Tuesday, 7 December 2021

Moulin Rouge, Global Creatures and 38 other producers, Regent Theatre Melbourne til April 29 2022, Capitol Theatre Sydney from 28 may 2022 to 4 Sept 2022.

 

Baz Luhrman's film of "Moulin Rouge" is a cinematic overwhelming of romance, music, dance and drama, constantly going over the top in somewhere between cinematic throwback and ultra-modern split-second editing, with Ewan McGregor's most endearing grins, Nicole Kidman's most smoldering glances, Jim Broadbent's most ebullient glee, Richard Roxborough's silliest accent and a glorious amount of pizazz. Two decades later, it hits the Australian stage as a show with just as much energy, with most of the notable songs from the original film plus hits of the last two decades (mostly divas like Sia, Beyoncé, Pink, and Rhianna - as I said to a friend afterwards, artists beloved of gay men and teenage girls), in a production that brings glamour, energy and spectacle back to musical theatre. 
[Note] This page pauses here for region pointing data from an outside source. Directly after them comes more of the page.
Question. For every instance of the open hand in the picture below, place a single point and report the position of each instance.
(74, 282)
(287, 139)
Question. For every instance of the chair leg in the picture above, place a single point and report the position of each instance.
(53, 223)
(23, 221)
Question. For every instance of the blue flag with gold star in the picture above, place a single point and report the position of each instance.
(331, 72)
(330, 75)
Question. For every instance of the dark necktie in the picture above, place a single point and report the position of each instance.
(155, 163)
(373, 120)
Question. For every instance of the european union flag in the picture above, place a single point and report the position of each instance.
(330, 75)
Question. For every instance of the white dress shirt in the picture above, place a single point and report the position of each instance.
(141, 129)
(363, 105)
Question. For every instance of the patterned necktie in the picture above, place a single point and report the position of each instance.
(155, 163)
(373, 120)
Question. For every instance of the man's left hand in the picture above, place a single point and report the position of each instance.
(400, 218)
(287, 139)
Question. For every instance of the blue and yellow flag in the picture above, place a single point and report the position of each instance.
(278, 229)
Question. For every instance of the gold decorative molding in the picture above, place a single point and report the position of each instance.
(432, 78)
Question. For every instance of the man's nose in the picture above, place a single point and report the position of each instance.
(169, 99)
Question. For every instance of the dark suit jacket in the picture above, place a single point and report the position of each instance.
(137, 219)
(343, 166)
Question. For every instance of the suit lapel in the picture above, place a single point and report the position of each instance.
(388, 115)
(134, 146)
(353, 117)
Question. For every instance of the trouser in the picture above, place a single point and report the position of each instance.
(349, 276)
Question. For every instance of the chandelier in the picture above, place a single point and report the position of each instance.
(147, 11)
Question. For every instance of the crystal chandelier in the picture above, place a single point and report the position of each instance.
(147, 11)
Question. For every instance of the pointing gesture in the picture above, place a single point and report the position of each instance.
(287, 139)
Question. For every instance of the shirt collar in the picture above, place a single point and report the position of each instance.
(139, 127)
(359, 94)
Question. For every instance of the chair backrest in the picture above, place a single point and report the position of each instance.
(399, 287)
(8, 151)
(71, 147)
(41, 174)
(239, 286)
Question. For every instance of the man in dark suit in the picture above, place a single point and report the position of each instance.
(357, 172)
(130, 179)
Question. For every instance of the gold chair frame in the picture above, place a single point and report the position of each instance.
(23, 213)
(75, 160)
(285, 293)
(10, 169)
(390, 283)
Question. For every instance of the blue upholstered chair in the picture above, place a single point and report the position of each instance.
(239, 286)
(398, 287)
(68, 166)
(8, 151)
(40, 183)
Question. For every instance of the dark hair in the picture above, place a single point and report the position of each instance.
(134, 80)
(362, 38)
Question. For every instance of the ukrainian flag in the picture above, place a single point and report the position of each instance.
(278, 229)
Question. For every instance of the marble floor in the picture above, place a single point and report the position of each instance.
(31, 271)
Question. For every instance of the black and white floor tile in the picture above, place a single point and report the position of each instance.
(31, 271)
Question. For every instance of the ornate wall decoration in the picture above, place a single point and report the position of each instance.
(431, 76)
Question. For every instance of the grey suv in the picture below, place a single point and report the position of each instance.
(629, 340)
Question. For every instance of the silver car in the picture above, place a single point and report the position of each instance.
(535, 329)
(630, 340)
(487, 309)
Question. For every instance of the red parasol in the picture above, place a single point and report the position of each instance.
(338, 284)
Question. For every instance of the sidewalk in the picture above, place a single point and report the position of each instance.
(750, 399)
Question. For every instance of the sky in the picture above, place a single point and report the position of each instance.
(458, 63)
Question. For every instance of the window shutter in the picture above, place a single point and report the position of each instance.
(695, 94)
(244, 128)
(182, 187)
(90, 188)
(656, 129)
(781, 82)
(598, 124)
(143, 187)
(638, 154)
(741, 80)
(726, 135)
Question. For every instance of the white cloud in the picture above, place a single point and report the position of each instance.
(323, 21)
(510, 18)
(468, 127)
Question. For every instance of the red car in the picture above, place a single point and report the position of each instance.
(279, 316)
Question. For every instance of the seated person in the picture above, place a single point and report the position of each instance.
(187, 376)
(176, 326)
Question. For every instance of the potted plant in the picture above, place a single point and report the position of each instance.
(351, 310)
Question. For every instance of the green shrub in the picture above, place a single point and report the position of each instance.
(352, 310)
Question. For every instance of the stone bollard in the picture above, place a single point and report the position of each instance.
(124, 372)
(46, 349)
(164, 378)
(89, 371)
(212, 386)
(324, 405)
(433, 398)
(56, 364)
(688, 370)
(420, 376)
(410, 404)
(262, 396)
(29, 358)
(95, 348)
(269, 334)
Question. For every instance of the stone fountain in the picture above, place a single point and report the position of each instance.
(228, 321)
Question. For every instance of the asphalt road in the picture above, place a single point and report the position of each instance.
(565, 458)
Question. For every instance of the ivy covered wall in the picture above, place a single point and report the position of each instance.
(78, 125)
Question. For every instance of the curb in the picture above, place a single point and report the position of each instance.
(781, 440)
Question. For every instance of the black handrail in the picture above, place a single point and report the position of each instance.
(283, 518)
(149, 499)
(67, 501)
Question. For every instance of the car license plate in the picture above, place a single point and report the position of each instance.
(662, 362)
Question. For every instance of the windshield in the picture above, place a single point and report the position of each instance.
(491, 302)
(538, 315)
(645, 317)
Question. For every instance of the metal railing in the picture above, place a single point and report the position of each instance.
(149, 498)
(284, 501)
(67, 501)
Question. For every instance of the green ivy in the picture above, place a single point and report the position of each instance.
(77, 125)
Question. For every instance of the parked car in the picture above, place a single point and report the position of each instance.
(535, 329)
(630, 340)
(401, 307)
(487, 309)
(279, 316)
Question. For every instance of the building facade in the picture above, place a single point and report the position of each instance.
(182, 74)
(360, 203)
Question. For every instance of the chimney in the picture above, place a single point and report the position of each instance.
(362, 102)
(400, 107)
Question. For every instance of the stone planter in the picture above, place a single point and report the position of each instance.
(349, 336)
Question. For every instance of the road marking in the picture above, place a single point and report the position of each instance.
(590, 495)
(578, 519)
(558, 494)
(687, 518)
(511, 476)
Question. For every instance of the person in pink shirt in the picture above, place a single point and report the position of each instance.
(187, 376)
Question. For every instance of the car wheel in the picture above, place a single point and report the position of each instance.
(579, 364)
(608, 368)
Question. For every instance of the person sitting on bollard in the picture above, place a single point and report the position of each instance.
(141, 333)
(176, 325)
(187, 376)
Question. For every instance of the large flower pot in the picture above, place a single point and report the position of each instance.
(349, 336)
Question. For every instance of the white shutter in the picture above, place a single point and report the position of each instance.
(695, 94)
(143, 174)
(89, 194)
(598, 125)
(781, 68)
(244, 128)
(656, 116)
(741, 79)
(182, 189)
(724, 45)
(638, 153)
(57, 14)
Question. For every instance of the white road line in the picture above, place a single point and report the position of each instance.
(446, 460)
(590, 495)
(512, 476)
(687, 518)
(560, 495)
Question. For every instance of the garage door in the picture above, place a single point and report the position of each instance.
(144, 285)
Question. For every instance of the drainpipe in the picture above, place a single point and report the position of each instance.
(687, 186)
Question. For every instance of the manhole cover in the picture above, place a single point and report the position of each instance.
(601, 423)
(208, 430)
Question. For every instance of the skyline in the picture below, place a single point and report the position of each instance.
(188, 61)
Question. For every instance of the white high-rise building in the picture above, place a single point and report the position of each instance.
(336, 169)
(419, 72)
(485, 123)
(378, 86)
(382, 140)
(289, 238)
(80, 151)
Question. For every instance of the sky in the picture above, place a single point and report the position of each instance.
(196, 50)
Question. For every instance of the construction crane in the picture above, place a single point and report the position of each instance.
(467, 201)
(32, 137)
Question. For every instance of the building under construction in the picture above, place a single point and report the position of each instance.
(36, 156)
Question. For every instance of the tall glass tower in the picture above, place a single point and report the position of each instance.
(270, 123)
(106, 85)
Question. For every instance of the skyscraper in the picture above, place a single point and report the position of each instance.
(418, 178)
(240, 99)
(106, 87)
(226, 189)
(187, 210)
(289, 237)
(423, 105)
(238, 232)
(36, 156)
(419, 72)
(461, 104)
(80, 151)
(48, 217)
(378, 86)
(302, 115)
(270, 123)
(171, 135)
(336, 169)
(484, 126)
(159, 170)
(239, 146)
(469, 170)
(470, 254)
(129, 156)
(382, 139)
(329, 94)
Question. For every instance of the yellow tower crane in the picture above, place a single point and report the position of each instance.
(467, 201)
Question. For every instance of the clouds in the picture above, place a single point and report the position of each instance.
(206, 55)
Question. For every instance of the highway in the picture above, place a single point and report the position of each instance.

There's some sensitive rearrangements of the material to adjust for the requirements of the stage and to rebalance the central love triangle to be more of an actual triangle and less a love story with an idiot off to the side. It brings the audience in by spreading the set across the whole proscenium, including rotating windmill and be-trunked elephant, plus having much of the action occur on a ramp going out into the audience, bringing us into the action. The direction by Alex Timbers, choreography by Sonya Tayteh, set-design by Derek McLane, Costumes by Catherine Zuber, Lighting design by Justin Townsnd and Sound by Peter Hyelinski are all done to the hilt, landing the show between late 19th century Paris and Right Here, Right Now. It is lavish, spectacular and completely engrossing in a "what are they going to do next" kinda way

The cast are, astonishingly, not outshone by the show going on around them but match and surpass it. Anita Chidzey launches to the theatrical stratosphere as Satine, with a performance of power, strength and emotion that makes me wish I wasn't boycotting Free-Rain productions in the last decade or so because I wanted to see people I knew from the local theatre in lead roles, because then I woulda been able to say "I knew here when she was playing Mary Poppins". Des Flanagan gives charming romanticism to the role of role of Christian. Simon Burke is having the time of his life as the pandering Harold Ziegler, enjoying taking the audience in the palm of his hand and playing them like a symphony orchestra. Tim Omaji as Tolouse-Lautrec is even less Lautrecian than John Leguiziamo was but gives passion and energy to the role, Andrew Cook sleazes suitably as the reengineered role of the Duke. Ryan Gonzalez smoulders and struts as the tango-dancing Santiago, and Samantha Dodemaide impresses as the independent-minded Nini. 

This is big, impressive, overpowering spectacle that produces pure joy and gives the audience everything it possibly can. It's a spectacular and fun night out.